The SaaS revolution has been a game-changer for scaling SMEs. Over the last decade, specialist third party providers have popped up to service even the smallest aspects of core business operations. It’s enabled SMEs to build bespoke, best-in-class tech stacks, and to do it easily. Light-touch integrations and subscription-based pricing have removed the old barriers to entry, and made reliance on expensive, monolithic vendors a thing of the past.
Scaling SMEs need effective SaaS asset management**
At first glance, that’s great news for CFOs. Lower overheads and better product performance means happier customers, more growth potential and healthier margins. But that’s not quite the whole picture. Behind the scenes, costs and complexity are starting to spiral.
One of the biggest challenges is the way in which most SaaS assets are bought. Because of their niche functionality and low barriers to entry, it’s easy for any team-member to find and get started with the tools they need to do their jobs better. Decisions rarely go through IT, let alone finance, whose only involvement in purchasing decisions is lending out the company credit card.
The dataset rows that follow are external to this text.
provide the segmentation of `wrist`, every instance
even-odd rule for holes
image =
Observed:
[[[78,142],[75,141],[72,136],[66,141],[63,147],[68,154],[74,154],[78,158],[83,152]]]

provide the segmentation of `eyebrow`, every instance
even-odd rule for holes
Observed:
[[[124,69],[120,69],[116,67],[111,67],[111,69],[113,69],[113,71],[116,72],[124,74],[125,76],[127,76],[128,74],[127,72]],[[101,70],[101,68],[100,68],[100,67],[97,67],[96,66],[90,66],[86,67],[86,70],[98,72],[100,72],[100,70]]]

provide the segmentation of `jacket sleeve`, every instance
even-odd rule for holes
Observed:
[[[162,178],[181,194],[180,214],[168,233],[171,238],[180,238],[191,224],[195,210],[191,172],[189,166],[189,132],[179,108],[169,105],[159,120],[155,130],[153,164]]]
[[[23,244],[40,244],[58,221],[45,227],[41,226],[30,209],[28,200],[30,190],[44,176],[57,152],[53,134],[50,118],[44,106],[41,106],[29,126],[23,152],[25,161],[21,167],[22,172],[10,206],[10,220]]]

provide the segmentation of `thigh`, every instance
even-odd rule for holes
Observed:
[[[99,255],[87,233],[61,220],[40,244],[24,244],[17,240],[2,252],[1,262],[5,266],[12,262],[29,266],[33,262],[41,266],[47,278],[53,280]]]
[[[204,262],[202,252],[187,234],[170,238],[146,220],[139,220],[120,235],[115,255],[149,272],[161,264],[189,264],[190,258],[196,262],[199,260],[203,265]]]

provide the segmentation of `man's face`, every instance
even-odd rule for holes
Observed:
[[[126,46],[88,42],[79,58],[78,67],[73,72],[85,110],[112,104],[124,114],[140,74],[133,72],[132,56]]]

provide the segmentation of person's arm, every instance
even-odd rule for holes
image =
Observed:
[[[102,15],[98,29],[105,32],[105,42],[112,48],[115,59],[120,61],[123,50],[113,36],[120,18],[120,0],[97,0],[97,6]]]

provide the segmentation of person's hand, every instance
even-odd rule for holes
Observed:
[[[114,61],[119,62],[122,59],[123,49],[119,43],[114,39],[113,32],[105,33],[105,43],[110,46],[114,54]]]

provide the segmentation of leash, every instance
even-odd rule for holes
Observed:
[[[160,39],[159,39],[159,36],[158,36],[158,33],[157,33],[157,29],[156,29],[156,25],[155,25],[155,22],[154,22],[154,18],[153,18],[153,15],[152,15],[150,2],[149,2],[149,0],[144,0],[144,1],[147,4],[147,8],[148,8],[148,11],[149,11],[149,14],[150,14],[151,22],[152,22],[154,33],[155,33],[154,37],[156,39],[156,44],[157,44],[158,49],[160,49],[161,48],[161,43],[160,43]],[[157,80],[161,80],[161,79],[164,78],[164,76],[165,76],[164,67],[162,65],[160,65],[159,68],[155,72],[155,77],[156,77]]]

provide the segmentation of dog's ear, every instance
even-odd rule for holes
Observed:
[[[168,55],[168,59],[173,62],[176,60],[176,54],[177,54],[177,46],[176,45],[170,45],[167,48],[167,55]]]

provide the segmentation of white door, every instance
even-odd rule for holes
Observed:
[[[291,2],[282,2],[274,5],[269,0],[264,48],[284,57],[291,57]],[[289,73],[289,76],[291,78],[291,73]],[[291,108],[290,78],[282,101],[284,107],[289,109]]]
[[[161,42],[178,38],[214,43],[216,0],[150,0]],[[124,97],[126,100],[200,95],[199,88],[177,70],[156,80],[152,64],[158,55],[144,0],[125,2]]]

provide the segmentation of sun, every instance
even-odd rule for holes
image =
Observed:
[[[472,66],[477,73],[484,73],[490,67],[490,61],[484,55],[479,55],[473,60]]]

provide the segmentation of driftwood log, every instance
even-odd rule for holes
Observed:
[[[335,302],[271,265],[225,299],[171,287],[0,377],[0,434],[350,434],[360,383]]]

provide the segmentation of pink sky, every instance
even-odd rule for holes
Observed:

That in itself causes problems in terms of visibility and reconciliation, but there’s also another problem: subscriptions end up duplicated across the business, many of them unused.
With SMEs spending an average of £32.8k a month on around 45 subscriptions, it’s no small issue for finance teams. What’s worse is that the options for managing SaaS assets are limited. While almost every other department has benefitted from wave upon wave of SaaS solutioneering, finance teams have historically been bottom of the heap when it comes to innovation. The result? They end up struggling to manage everyone else’s tech stack, while working in spreadsheets themselves.
SaaSOps helps finance teams drive efficiencies**
That is, until now. Strong SaaSOps can help CFOs get a handle on business-wide assets and ensure they’re helping, not hindering, growth.
We’ve written more about SaaSOps, what it is and why it’s important here – but in short, it’s a way for finance teams to improve visibility, control and efficiency across their software assets. For CFOs focused on the big picture, SaaSOps is critical. It breaks down the silos within which SaaS assets are usually bought and managed to give a holistic view of their individual lifecycles and overall cost-effectiveness.
That drives 3 important outcomes for finance teams:
Visibility: SaaSOps goes beyond basic oversight of transaction history to give the full picture of what, where and how SaaS assets are being deployed. Crucially, includes usage – so CFOs can understand to what extend subscriptions are really driving ROI.
Control: Seeing and understanding ROI also puts control over spending back in the hands of CFOs. Rather than being brought in at the last minute to simply lend out a card, CFOs can better assess the need for SaaS purchases, and approve, block or cancel them.
Efficiency: If CFOs are able to achieve any visibility or control over SaaS assets, it’s usually through arduous, manual and disjointed processes. SaaSOps removes that admin, enabling them to do the same job better, faster and cheaper.
SaaS is now among the biggest cost centers for SMEs, and is only set to snowball further as businesses turn to new tools to help manage remote working. Investing in SaaSOps rather than just SaaS avoids wasted time and wasted money, helping SMEs scale faster and more sustainably.
How SaaSOps helped Railsbank regain control over SaaS spend**
Railsbank is one of Europe’s leading Fintechs. With multiple offices across the UK, US, Europe and Asia, the potential for SaaS chaos is high. Its large, remote team requires a plethora of tools to perform well, collaborate and service global customers. But ensuring those outgoings drive returns is hard.
Railsbank’s Financial Controller Sadie McBain faced two major problems. First, oversight of all the company’s subscriptions was near-impossible to achieve. The onus of understanding where there might be duplications and wasted spend was putting too much burden on the finance team, who were wasting time on low-value, manual work. Second, having subscriptions on bank cards made it difficult to control when money was going out of the business.
SaaSOps has helped Railsbank solve both of those problems. Now, they have a streamlined, centralised platform where employees can make SaaS purchase requests and check if there are already existing solutions within the business. They also have more visibility over upcoming payments, and can stop subscriptions easily if needed. It’s given Railbank the flexibility they need at a time when margins are tighter, and pressure on finance teams greater than ever.